Nun, immerhin gab es bei Julian keinen Erzeuger, der sich nun mit einem solchen Angebot auf die Füße getreten fühlen könnte.
Und Evelina war doch sicher einverstanden, sie mochte Julian doch auch.
„Das würde mir auch sehr gefallen“, entfuhr es Evelina da, und sie sah Julian erwartungsvoll an.
Ferdinand würde keinerlei Bedingungen daran knüpfen, nein, nicht bei Julian.
„Du hättest dadurch keinerlei Verpflichtungen. Ich glaube nicht, dass ich diesen Schritt bereuen müsste, und ich würde mein Möglichstes dafür tun, damit auch du es nicht bereuen musst.
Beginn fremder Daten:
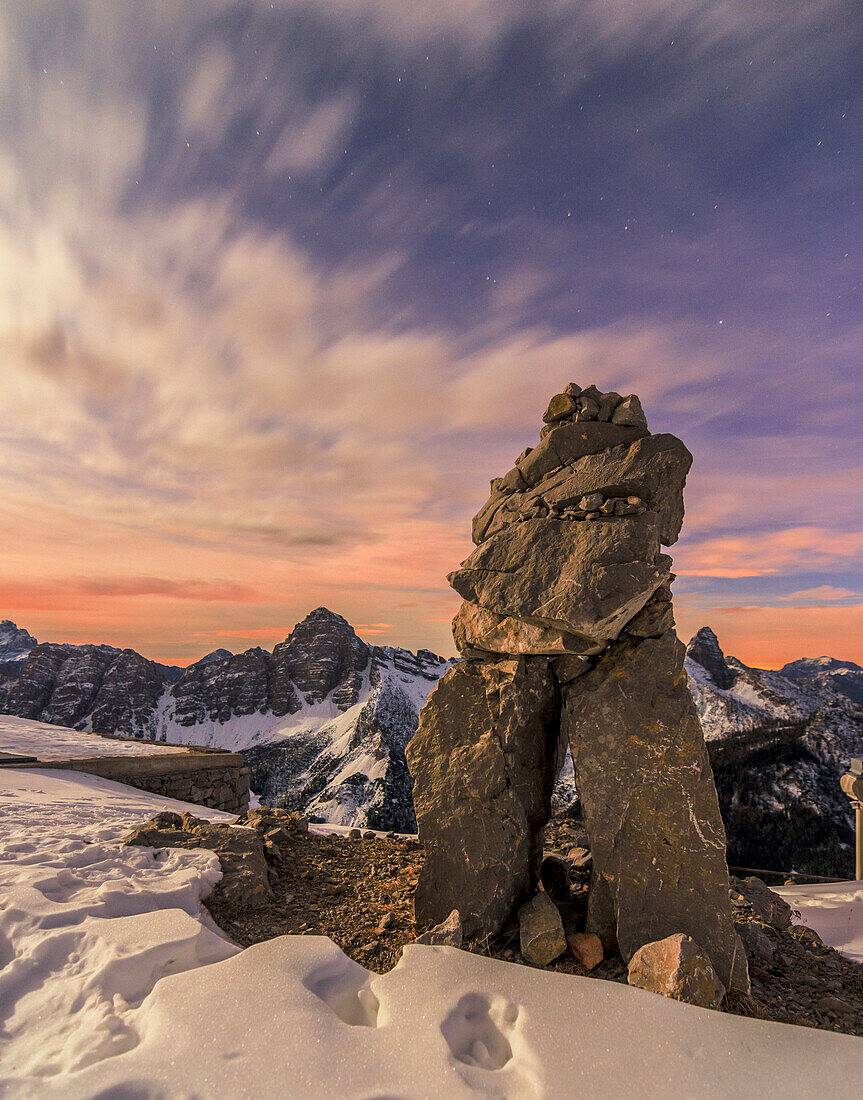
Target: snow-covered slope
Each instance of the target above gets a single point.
(112, 983)
(778, 746)
(323, 719)
(730, 695)
(15, 644)
(827, 673)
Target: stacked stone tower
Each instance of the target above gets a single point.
(567, 630)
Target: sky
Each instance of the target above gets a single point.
(284, 285)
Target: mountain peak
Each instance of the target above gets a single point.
(15, 642)
(705, 650)
(321, 615)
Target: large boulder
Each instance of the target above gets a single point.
(585, 580)
(650, 805)
(484, 760)
(653, 469)
(676, 967)
(541, 935)
(568, 442)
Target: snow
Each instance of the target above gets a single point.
(113, 985)
(833, 910)
(47, 741)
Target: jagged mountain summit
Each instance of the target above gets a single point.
(818, 673)
(14, 645)
(730, 695)
(323, 719)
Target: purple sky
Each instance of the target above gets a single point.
(283, 285)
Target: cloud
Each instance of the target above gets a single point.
(770, 637)
(825, 592)
(311, 143)
(794, 549)
(75, 591)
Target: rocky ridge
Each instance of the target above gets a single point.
(323, 719)
(778, 747)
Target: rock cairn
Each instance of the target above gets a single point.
(567, 630)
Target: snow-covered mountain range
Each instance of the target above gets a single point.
(778, 744)
(323, 719)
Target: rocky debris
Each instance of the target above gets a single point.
(541, 931)
(568, 574)
(449, 933)
(268, 818)
(755, 943)
(244, 881)
(581, 862)
(676, 967)
(650, 805)
(484, 761)
(554, 875)
(704, 649)
(586, 948)
(758, 898)
(356, 892)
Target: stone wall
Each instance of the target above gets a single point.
(218, 780)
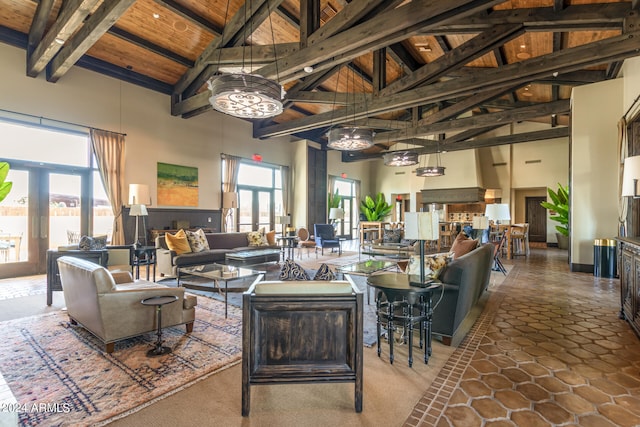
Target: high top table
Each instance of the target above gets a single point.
(402, 300)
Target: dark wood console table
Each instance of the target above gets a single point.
(53, 275)
(629, 270)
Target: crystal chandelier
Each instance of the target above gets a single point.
(248, 96)
(245, 95)
(429, 171)
(400, 158)
(352, 138)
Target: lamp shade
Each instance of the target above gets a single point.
(630, 176)
(498, 212)
(421, 225)
(229, 200)
(336, 213)
(138, 210)
(480, 222)
(139, 194)
(284, 219)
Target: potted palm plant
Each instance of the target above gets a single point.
(375, 209)
(5, 187)
(559, 210)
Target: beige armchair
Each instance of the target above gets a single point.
(108, 304)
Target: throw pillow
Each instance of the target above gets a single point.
(434, 265)
(178, 242)
(391, 236)
(256, 238)
(197, 240)
(271, 238)
(292, 271)
(463, 245)
(324, 273)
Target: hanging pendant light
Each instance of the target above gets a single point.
(348, 137)
(430, 171)
(245, 95)
(248, 96)
(401, 158)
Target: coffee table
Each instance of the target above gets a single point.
(366, 268)
(217, 273)
(252, 257)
Ich akzeptiere natürlich, dass für dich in jedem Falle dein Bruder weiterhin an erster Stelle steht. Für mich wiederum steht Evelina an erster Stelle, und daran wird sich auch nie etwas ändern. Und Henry, ihn liebe ich auch. Er ist der älteste Sohn des ältesten Bruders meiner geliebten Frau Evelyn.
Ich hoffe ich überfalle dich jetzt nicht allzu sehr damit. Du brauchst dich nicht sofort zu entscheiden, du kannst mich aber gern schon duzen.“
Er wartete nun ein wenig bang auf Julians Reaktion, versuchte aber sich das möglichst nicht anmerken zu lassen.